Amherst town hall undergoes an administrative reorganization
The opportunity provided by the upcoming retirement of two long-term employees combined with Amherst town council’s desire to be more efficient and transparent have resulted in an administrative reorganization at Amherst town hall.
The reorganization will see the elimination of several positions, though there will be no job losses because new positions are being created that council believes will help improve services.
“I believe these changes signal to our citizens that it’s not just business as usual and that we’re serious about improving our organization,” Mayor David Kogon said, moments before council unanimously approved the changes on Dec. 18 at its regular monthly meeting.

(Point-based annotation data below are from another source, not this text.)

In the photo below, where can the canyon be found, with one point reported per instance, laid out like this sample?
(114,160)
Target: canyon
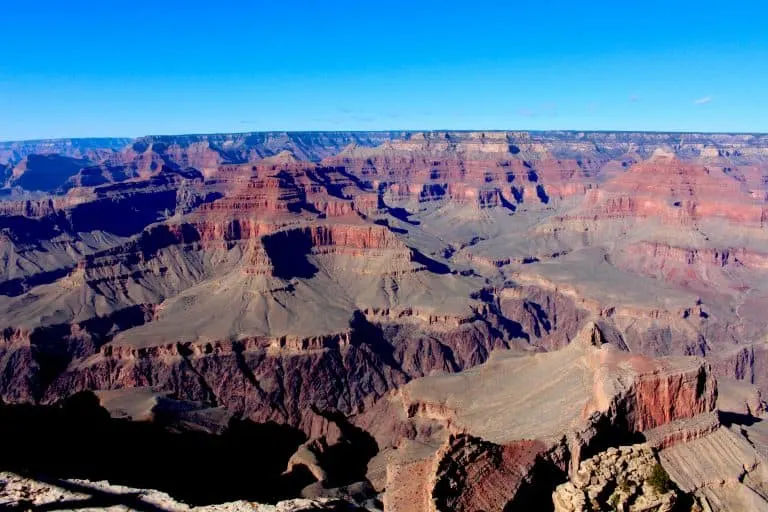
(425,320)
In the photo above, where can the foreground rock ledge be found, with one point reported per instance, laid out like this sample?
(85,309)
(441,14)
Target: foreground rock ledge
(20,493)
(505,433)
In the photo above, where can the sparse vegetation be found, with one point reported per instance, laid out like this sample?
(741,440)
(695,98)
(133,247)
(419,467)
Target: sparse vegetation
(614,502)
(624,485)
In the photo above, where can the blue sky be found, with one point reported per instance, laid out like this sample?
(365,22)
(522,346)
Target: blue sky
(130,68)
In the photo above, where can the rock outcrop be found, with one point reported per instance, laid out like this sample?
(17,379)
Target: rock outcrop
(524,422)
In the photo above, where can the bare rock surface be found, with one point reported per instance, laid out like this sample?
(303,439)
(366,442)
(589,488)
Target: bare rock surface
(618,479)
(22,493)
(524,421)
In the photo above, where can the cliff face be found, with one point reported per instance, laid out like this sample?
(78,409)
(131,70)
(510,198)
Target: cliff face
(301,277)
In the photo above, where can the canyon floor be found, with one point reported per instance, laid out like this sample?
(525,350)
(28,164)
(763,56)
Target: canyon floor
(407,321)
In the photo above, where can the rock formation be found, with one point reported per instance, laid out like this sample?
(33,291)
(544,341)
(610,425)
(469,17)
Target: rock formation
(299,277)
(624,479)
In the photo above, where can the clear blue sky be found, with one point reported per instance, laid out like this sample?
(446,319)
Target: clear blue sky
(129,68)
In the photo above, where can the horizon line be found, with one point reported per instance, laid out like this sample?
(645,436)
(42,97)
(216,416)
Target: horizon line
(388,131)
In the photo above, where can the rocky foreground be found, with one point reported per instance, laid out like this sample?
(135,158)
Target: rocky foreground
(428,308)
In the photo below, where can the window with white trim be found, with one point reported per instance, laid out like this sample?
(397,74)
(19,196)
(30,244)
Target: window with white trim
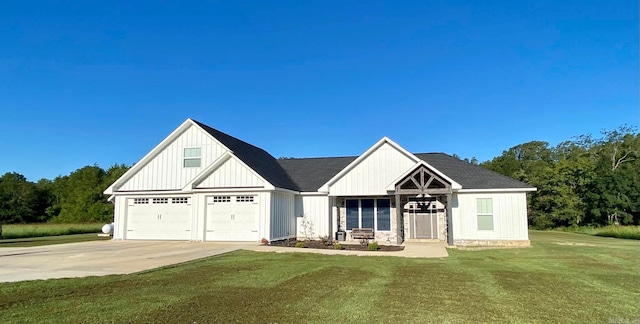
(180,200)
(485,213)
(368,213)
(160,200)
(221,198)
(244,199)
(192,157)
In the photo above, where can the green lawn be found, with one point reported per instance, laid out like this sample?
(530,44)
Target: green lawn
(48,240)
(11,231)
(564,277)
(627,232)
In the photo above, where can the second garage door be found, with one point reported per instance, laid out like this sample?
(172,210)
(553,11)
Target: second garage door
(232,218)
(159,218)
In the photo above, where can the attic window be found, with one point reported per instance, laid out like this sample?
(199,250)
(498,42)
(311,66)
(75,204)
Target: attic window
(192,157)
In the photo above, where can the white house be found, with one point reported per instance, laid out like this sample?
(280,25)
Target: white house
(200,184)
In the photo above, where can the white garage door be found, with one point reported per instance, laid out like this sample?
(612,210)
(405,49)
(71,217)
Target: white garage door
(232,218)
(159,218)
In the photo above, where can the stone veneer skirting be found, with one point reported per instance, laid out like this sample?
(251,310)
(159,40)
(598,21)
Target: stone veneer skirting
(492,243)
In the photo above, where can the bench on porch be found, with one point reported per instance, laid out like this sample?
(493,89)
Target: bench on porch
(364,234)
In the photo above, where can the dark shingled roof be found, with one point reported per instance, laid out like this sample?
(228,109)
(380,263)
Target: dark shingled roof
(470,176)
(311,173)
(256,158)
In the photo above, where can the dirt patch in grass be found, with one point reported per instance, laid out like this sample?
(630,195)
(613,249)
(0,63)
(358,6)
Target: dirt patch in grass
(324,246)
(574,244)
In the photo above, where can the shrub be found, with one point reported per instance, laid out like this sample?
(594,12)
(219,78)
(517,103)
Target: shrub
(373,246)
(325,240)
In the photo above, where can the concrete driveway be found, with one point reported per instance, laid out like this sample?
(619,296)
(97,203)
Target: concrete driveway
(99,258)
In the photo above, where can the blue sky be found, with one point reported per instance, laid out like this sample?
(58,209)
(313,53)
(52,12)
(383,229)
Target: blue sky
(104,82)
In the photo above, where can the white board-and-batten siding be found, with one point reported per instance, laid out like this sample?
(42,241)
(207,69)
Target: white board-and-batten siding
(282,220)
(373,174)
(314,209)
(231,174)
(509,217)
(166,171)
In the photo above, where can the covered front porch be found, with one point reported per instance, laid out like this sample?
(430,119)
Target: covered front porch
(416,209)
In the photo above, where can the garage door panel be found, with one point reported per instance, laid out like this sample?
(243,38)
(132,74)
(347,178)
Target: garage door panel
(163,220)
(230,218)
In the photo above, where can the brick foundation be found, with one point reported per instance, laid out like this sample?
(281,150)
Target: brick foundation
(492,243)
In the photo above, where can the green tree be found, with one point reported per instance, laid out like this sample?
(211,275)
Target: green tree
(81,198)
(19,200)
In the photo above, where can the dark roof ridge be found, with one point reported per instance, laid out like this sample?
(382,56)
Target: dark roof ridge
(256,158)
(319,157)
(206,127)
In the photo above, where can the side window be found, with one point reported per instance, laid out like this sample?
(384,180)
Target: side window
(485,213)
(192,157)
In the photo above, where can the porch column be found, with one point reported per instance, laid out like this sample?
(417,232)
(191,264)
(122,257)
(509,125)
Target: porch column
(334,217)
(449,219)
(399,220)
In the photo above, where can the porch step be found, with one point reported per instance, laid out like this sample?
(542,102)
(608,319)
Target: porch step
(423,240)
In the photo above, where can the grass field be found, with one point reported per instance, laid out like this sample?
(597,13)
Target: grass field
(563,278)
(625,232)
(49,240)
(12,231)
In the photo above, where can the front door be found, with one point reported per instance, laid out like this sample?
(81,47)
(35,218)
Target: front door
(423,222)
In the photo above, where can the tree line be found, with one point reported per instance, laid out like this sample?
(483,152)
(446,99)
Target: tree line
(583,181)
(73,198)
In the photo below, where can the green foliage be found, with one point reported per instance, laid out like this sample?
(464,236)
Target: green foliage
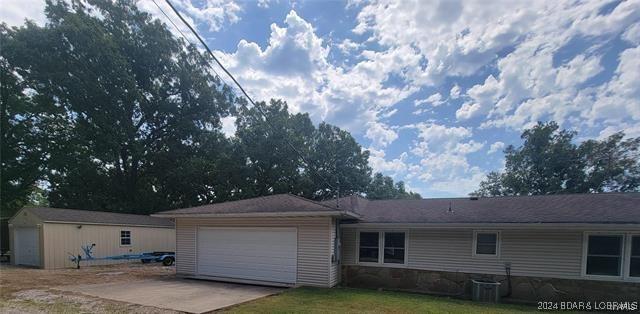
(549,162)
(383,187)
(115,114)
(135,113)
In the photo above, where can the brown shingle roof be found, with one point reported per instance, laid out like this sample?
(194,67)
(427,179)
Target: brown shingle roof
(602,208)
(279,203)
(97,217)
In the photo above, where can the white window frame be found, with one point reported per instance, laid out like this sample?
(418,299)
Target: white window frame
(381,245)
(625,256)
(130,238)
(498,234)
(627,261)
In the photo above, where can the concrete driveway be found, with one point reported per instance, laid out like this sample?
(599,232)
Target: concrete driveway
(186,295)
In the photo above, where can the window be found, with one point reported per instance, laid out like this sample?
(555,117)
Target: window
(382,247)
(604,255)
(634,261)
(125,237)
(369,247)
(394,247)
(486,243)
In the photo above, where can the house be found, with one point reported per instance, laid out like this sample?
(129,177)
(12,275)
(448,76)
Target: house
(554,247)
(48,237)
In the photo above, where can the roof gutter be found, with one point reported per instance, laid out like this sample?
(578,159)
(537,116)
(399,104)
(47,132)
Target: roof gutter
(332,213)
(392,225)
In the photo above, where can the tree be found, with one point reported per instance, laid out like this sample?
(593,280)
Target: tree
(336,157)
(549,163)
(136,112)
(21,154)
(383,187)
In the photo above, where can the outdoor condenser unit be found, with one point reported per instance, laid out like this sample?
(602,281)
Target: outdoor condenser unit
(486,291)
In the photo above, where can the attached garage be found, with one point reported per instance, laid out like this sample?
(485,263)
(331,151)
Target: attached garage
(277,240)
(46,237)
(258,254)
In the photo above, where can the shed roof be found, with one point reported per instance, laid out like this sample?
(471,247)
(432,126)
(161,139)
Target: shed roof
(601,208)
(279,204)
(48,214)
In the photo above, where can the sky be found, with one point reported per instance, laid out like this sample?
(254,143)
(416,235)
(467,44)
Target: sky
(435,90)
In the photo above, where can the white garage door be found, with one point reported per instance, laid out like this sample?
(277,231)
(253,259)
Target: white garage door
(257,254)
(26,246)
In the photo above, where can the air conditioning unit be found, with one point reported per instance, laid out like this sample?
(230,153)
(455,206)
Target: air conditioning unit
(486,291)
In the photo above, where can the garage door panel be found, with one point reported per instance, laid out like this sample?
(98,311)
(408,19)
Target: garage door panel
(242,260)
(27,246)
(261,254)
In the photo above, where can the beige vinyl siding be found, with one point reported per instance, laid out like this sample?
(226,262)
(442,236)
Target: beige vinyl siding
(349,246)
(543,253)
(62,240)
(314,244)
(335,267)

Retiring are Rebecca Purdy, the executive assistant to the CAO who has served the town for 23 years, and Vince Arbing, who has been with the town for 14 years, the 12 as director of finance. Purdy’s retirement is effective Jan. 31, while Arbing’s is effective on April 30.
Effective Feb. 1, the executive assistance to the CAO, the executive assistant-planning, human resources co-ordinator, senior planner and accountant positions will be eliminated. At the same time, the positions of municipal clerk, deputy-clerk, administrative assistant-clerk’s office, land use and strategic initiatives manager and financial services manager will be created.
Effective May 1, the position of director of finance-corporate services will be eliminated and the position of chief financial officer will be created.
CAO Greg Herrett also announced the appointments of Sarah Wilson to the position of financial services manager, Andrew Fisher as the land use planning and strategic initiatives manager, Kim Jones as the municipal clerk and Natalie Leblanc as the deputy-clerk.
Herrett said the town will immediately begin searching for an administrative assistant for the clerk’s office and in the coming months will be opening a competition for chief financial officer.
In presenting the motion to approve the reorganization, Deputy-mayor Sheila Christie said the “net cost of these changes on an annual basis is estimated to be less than $2,000 and there is no net increase in full-time equivalent positions.” The moves reflect council’s desire to improve customer service, create continuous business process improvement, provide consistency in the governance process while improving transparency, Christie said.
The moves will also help with succession planning while recognizing the excellent talent within the organization, she added.
Mayor Kogon echoed her comments, saying he felt the changes will “strengthen the organization now and in the future by recognizing good young talent.”
“I also believe that many of these changes signal to our present employees that opportunities for advancement exist even in a relatively small municipality such as ours.”
Herrett thanked Arbing and Purdy for their dedication to the town and offered his congratulations to the new appointees.
“We’re anxious to get to work implementing these changes,” Herrett said.